A cosa serve una misura che ha per obiettivo l’appiattire una curva già appiattita? Se abbiamo assorbito le impennate delle ondate precedenti a maggior ragione il sistema sanitario può reggere questa, dando al virus la possibilità di diffondersi in modo controllato e far sviluppare l’immunità di gregge, lo stesso effetto che si sta cercando di ottenere con il solo uso del vaccino.
n realtà apparirebbe logico portare avanti le due strade in sinergia evitando di pagare ancora quello che forse alla fine di tutta la vicenda ci renderemo conto essere il danno più importante: quello economico con l’esplosione della povertà assoluta, unito quello sanitario dato dal rinvio di un enorme numero di prestazioni sanitarie rinviate per altre condizioni diverse dal virus che indubbiamente porteranno nel tempo a numerosissime morti precoci che sarebbero state evitabili.

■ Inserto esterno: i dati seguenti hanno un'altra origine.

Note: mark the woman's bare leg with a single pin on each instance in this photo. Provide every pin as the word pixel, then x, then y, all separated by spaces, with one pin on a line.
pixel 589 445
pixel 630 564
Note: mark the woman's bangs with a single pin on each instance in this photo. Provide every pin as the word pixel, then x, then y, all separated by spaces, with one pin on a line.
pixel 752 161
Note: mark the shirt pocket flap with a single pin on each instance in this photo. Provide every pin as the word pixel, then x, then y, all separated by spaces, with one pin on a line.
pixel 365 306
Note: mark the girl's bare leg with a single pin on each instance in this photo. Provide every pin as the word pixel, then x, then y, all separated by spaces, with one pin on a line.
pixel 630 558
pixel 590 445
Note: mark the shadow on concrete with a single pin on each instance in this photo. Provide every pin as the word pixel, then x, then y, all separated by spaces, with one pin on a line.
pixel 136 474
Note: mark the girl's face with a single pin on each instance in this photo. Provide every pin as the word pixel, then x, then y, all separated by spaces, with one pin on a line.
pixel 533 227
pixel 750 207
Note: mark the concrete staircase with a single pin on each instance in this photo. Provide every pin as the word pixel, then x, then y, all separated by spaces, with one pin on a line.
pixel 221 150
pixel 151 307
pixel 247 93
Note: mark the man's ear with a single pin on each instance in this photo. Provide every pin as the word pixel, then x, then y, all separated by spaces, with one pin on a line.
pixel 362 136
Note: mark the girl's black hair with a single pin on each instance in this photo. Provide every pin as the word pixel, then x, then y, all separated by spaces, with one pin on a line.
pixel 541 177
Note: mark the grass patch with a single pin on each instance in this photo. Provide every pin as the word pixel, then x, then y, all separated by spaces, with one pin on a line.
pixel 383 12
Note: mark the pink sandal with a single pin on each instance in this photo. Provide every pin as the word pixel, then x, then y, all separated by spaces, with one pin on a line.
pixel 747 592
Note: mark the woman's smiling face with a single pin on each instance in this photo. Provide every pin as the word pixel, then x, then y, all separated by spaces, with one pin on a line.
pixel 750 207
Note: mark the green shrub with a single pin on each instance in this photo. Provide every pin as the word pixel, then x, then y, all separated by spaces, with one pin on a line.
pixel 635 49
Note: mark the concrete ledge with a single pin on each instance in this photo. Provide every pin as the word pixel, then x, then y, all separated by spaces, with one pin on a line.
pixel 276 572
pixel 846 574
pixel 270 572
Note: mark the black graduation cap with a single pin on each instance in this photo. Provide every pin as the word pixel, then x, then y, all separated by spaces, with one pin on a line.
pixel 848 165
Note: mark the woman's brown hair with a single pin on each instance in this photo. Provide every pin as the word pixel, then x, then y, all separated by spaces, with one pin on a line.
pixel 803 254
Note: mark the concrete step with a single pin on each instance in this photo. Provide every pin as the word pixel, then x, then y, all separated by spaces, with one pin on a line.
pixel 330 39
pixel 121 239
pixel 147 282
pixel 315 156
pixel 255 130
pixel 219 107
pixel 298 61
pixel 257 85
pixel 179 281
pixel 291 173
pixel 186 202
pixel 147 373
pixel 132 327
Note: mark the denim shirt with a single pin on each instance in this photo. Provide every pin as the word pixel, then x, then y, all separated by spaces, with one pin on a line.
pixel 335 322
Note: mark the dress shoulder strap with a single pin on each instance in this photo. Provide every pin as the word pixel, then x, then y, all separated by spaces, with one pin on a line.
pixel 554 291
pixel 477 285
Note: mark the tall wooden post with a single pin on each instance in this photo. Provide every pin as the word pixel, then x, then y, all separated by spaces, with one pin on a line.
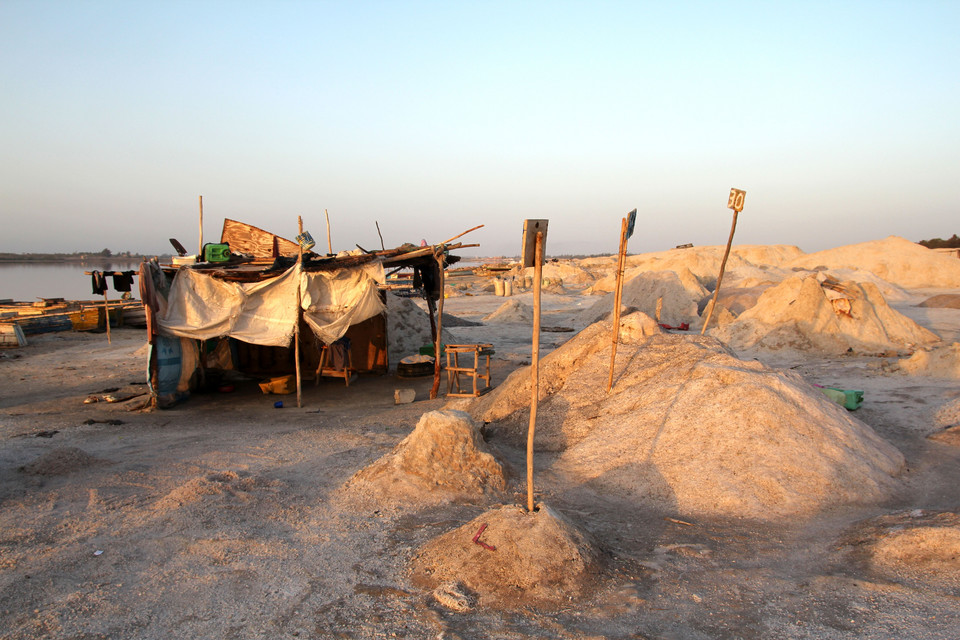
pixel 296 330
pixel 736 203
pixel 617 299
pixel 200 249
pixel 534 364
pixel 437 346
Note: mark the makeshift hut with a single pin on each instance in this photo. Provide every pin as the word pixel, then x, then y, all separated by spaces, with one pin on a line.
pixel 265 307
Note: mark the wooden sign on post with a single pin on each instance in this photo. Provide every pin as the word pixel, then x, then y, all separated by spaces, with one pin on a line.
pixel 735 202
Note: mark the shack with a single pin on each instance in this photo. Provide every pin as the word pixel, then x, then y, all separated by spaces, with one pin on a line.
pixel 268 307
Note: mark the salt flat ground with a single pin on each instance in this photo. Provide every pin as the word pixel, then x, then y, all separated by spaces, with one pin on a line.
pixel 223 517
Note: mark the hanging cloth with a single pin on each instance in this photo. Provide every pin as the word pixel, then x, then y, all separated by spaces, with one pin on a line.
pixel 99 283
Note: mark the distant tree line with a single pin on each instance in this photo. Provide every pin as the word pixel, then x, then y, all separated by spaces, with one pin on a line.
pixel 938 243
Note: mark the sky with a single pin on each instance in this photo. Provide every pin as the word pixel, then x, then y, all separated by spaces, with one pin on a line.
pixel 841 121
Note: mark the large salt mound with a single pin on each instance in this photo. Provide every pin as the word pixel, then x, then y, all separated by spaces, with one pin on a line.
pixel 940 362
pixel 691 428
pixel 894 259
pixel 443 458
pixel 802 314
pixel 643 291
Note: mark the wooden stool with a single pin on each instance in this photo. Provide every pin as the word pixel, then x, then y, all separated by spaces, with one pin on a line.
pixel 324 370
pixel 477 369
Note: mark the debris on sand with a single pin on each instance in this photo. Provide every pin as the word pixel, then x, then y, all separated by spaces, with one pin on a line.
pixel 511 311
pixel 537 559
pixel 691 428
pixel 820 314
pixel 61 461
pixel 894 259
pixel 919 547
pixel 444 458
pixel 939 362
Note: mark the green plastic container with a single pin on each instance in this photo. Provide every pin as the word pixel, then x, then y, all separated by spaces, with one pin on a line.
pixel 216 252
pixel 850 399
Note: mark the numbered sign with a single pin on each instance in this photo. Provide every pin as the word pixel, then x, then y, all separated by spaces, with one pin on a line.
pixel 736 199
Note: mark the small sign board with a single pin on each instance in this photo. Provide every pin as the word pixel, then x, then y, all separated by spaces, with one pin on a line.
pixel 530 229
pixel 735 201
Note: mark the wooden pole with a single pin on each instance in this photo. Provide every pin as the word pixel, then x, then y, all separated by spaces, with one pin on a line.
pixel 723 265
pixel 296 330
pixel 106 315
pixel 534 364
pixel 329 244
pixel 436 343
pixel 200 250
pixel 617 298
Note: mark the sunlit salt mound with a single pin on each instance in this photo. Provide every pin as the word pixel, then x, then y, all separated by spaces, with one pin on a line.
pixel 538 559
pixel 830 317
pixel 511 311
pixel 919 547
pixel 408 328
pixel 894 259
pixel 690 428
pixel 939 362
pixel 642 292
pixel 444 458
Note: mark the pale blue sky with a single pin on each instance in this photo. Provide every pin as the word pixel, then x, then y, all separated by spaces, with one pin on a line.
pixel 841 120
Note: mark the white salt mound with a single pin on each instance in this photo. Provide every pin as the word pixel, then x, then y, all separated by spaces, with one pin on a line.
pixel 939 362
pixel 805 314
pixel 644 290
pixel 894 259
pixel 511 311
pixel 691 428
pixel 538 558
pixel 442 459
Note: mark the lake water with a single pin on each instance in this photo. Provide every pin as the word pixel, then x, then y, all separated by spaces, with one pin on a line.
pixel 29 282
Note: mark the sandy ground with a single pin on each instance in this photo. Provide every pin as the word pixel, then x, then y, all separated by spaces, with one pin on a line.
pixel 224 516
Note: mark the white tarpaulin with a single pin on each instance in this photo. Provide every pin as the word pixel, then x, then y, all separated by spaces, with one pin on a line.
pixel 203 307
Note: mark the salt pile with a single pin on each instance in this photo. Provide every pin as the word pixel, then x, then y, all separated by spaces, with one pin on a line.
pixel 940 362
pixel 691 428
pixel 539 558
pixel 807 314
pixel 443 458
pixel 679 298
pixel 408 329
pixel 511 311
pixel 894 259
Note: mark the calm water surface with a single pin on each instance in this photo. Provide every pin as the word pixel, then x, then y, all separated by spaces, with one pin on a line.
pixel 29 282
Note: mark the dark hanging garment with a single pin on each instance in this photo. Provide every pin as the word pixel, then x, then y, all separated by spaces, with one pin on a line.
pixel 99 283
pixel 123 281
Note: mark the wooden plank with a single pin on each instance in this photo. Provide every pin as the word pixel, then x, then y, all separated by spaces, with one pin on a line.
pixel 246 238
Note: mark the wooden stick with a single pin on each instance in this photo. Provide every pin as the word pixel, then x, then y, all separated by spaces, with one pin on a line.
pixel 438 340
pixel 296 329
pixel 723 265
pixel 106 315
pixel 461 234
pixel 534 364
pixel 200 250
pixel 329 244
pixel 621 258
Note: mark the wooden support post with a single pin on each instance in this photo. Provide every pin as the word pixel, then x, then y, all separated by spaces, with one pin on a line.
pixel 617 298
pixel 534 365
pixel 723 265
pixel 296 331
pixel 329 244
pixel 200 250
pixel 438 339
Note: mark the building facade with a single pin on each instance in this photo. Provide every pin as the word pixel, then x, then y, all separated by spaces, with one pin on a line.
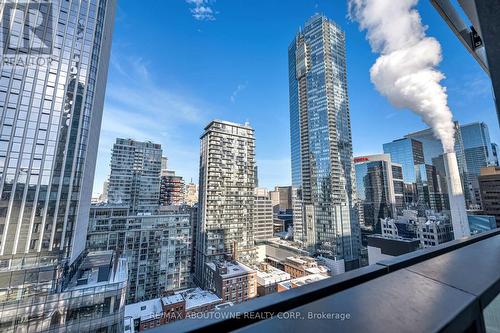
pixel 263 215
pixel 172 189
pixel 50 120
pixel 375 186
pixel 321 139
pixel 157 247
pixel 489 184
pixel 478 152
pixel 226 201
pixel 135 175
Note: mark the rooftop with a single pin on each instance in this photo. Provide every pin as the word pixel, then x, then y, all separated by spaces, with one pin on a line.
pixel 231 268
pixel 448 297
pixel 196 297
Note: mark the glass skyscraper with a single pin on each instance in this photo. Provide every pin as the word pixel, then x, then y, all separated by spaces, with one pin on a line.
pixel 51 115
pixel 321 140
pixel 478 152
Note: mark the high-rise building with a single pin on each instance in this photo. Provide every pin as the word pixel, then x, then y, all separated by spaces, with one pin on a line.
pixel 226 205
pixel 433 151
pixel 422 188
pixel 478 153
pixel 375 189
pixel 172 189
pixel 321 139
pixel 496 152
pixel 157 247
pixel 489 184
pixel 135 175
pixel 263 215
pixel 407 152
pixel 49 129
pixel 191 194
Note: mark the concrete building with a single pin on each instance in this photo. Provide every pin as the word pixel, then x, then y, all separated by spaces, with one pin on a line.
pixel 91 298
pixel 263 215
pixel 268 278
pixel 422 190
pixel 191 194
pixel 172 189
pixel 321 142
pixel 160 311
pixel 135 175
pixel 299 282
pixel 158 247
pixel 376 190
pixel 49 132
pixel 232 281
pixel 383 247
pixel 226 206
pixel 302 266
pixel 433 151
pixel 489 184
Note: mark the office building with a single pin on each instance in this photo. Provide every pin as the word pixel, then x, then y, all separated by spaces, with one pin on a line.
pixel 433 155
pixel 263 215
pixel 383 247
pixel 176 306
pixel 51 120
pixel 226 205
pixel 157 247
pixel 135 175
pixel 232 281
pixel 478 152
pixel 321 142
pixel 375 189
pixel 268 278
pixel 299 282
pixel 422 188
pixel 191 194
pixel 172 189
pixel 489 184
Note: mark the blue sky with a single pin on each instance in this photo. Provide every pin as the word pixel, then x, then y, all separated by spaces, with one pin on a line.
pixel 176 65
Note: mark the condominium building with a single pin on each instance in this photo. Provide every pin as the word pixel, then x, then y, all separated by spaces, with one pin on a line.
pixel 226 206
pixel 172 189
pixel 489 184
pixel 158 247
pixel 376 190
pixel 49 130
pixel 231 280
pixel 478 152
pixel 263 215
pixel 135 175
pixel 321 141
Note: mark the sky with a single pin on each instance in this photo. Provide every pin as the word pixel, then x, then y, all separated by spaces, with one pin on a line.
pixel 177 64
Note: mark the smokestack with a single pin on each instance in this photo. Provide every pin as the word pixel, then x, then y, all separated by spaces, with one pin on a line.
pixel 457 201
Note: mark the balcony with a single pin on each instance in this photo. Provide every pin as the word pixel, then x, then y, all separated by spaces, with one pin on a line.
pixel 452 287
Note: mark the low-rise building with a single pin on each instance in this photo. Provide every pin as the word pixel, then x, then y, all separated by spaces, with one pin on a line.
pixel 301 281
pixel 302 266
pixel 231 280
pixel 176 306
pixel 268 278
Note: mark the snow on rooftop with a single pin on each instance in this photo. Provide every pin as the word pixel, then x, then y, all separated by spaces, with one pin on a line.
pixel 144 310
pixel 196 297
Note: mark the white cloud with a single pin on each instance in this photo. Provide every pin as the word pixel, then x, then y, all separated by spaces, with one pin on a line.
pixel 202 11
pixel 139 107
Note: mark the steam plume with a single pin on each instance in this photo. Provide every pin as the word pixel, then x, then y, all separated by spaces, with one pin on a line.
pixel 406 70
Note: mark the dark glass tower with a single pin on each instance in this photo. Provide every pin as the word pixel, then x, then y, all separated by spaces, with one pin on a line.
pixel 321 136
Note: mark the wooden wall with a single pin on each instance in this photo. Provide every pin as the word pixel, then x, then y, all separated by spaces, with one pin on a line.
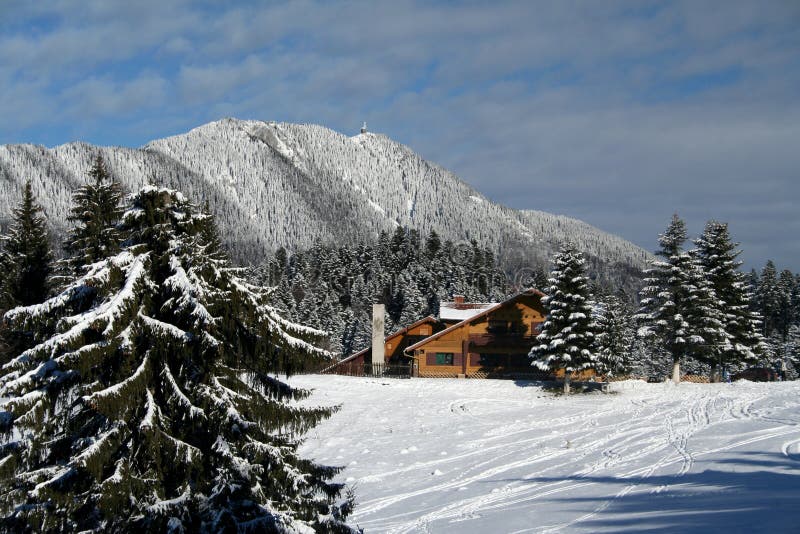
pixel 495 343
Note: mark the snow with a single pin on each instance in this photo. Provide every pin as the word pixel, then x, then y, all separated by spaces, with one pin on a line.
pixel 448 455
pixel 449 312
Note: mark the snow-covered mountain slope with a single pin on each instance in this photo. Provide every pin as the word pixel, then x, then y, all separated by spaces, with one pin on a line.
pixel 276 184
pixel 475 456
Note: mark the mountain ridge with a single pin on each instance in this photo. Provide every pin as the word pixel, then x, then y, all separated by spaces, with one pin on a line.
pixel 276 184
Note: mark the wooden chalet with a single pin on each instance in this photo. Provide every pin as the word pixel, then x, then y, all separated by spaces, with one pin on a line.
pixel 476 340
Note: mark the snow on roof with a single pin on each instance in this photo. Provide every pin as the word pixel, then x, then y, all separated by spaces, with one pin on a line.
pixel 450 311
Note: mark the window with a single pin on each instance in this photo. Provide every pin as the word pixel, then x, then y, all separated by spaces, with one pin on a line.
pixel 444 358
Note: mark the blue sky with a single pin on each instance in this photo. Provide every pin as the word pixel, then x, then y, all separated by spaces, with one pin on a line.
pixel 616 113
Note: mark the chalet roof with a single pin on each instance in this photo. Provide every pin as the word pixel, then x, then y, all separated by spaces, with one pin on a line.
pixel 486 311
pixel 456 311
pixel 428 319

E’ difficile spiegare in termini razionali quanto è accaduto nell’ultimo anno e quanto sta ancora accadendo, certamente si è aperto un tema politico e sociale importante da affrontare con la massima priorità nel momento in cui la classe politica, oggi di fatto compatta nel sostenere il nuovo governo, ha scoperto che esistono nell’epoca e nei luoghi delle democrazie avanzate delle condizioni per cui le normali regole democratiche possono essere messe da parte sulla scorta di un’esigenza superiore che si postula che i processi democratici siano inadatti ad affrontare.